The SDF said this week it had released 283 suspected Islamic State members as a “gesture of cooperation, fraternity and clemency,” saying those released had “no blood on their hands.”
The Kurdish and Arab fighters of the SDF, which the US considers to be the most effective fighting partner against Islamic State in northern Syria, had agreed to detain the terrorists as they captured them over the last few years, holding them in various camps in northern Syria.
As the US prepares to declare the end of the Islamic State caliphate, the physical terrain that up until now was controlled by the group, Washington has urged allies to take back foreign fighters from their respective countries. Although scores of detainees have been returned to their home countries, US officials acknowledge the process has gone slowly.
“These fighters are a global problem that requires global cooperation to solve,” Cmdr. Robertson said. “We recognize the strain this puts on the SDF and appreciate their willingness to assist with this important task.”
Most nations, however, have said they don’t want to reclaim their nationals. Asking the SDF to continue holding suspected the prisoners could require the US and its partners to give the SDF financial support as well as ensure that the detention centers don’t violate international standards. It also isn’t clear who would get custody of suspected Islamic State fighters who are Syrian.
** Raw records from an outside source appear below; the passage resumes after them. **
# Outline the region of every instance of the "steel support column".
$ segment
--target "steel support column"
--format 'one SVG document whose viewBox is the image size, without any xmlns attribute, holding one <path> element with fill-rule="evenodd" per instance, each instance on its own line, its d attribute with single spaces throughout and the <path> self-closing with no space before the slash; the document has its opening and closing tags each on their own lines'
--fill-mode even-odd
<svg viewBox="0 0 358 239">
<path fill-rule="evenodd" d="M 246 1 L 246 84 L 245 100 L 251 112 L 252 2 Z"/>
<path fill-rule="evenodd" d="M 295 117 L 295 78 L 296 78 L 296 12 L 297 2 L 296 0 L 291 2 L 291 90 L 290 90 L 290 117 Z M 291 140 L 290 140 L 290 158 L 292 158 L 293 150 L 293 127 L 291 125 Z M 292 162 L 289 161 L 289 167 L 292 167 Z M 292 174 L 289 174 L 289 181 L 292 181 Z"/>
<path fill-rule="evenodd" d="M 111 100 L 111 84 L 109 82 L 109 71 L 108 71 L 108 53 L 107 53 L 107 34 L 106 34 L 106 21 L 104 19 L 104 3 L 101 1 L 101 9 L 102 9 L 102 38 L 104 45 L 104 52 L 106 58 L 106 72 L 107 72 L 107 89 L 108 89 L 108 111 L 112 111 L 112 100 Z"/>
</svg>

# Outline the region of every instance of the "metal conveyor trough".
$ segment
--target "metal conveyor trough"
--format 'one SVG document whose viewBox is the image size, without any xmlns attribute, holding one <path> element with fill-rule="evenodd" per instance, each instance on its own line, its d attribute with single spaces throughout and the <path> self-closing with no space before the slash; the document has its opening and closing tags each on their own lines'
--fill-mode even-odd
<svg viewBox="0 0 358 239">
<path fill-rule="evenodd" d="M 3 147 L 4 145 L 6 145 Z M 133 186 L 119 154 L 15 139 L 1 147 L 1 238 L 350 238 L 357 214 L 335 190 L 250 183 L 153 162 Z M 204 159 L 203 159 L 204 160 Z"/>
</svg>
“It creates a massive bottleneck for the SDF, which does not have the resources dedicated to house them, process them and to find a means by which to repatriate them to their home countries,” said Nicholas Heras, a fellow with the Center for a New American Security’s Middle East Security Program. “The countries of origin have different reasons for wanting to keep those fighters in Syria, but they can’t be kept there indefinitely.”
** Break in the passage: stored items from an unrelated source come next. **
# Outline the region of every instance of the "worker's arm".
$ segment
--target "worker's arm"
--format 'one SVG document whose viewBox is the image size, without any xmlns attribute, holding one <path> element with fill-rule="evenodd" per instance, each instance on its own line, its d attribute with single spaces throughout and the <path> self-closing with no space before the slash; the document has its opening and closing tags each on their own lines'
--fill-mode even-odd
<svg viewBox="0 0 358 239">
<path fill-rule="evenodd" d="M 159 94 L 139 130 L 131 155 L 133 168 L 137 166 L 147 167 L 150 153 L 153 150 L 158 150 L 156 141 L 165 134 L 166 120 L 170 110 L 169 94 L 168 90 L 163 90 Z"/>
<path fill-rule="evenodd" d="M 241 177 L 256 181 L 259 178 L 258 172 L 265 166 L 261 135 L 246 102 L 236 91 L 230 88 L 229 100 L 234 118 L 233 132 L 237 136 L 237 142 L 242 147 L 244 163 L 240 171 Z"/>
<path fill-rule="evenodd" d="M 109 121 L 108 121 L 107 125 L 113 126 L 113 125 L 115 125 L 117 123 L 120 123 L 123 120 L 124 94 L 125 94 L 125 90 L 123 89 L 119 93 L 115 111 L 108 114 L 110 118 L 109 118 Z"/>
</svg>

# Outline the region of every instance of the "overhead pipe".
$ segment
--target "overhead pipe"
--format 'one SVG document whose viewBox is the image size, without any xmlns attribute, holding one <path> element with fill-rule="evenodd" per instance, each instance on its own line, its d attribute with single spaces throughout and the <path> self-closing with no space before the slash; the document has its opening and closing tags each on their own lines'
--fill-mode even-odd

Iraq has taken back 200 fighters and said it could take 300 more, officials said. Last month, Iraqi Prime Minister Adel Abdul-Mahdi said Iraq would put foreign fighters suspected of launching attacks on Iraq on trial.
But Iraqi nationals who are suspected Islamic State supporters or members often can use family and tribal connections that extend across the Syrian-Iraqi border. They can “make their way back to Iraq without anyone having any idea where they are, what role they played in the ISIS organization or their ability in the future to advance the goals of ISIS incognito within the Iraqi population,” Heras said.
The figures of those imprisoned as fighters by the SDF don’t include family members who were affiliated with Islamic State. Thousands of relatives now are being held in camps. The US and United Kingdom each have said they deny requests from women who have married Islamic State fighters to return home. The US has declared that one such woman, Hoda Muthana doesn’t hold US citizenship; her father has filed a lawsuit intended to force the government to recognize her US citizenship.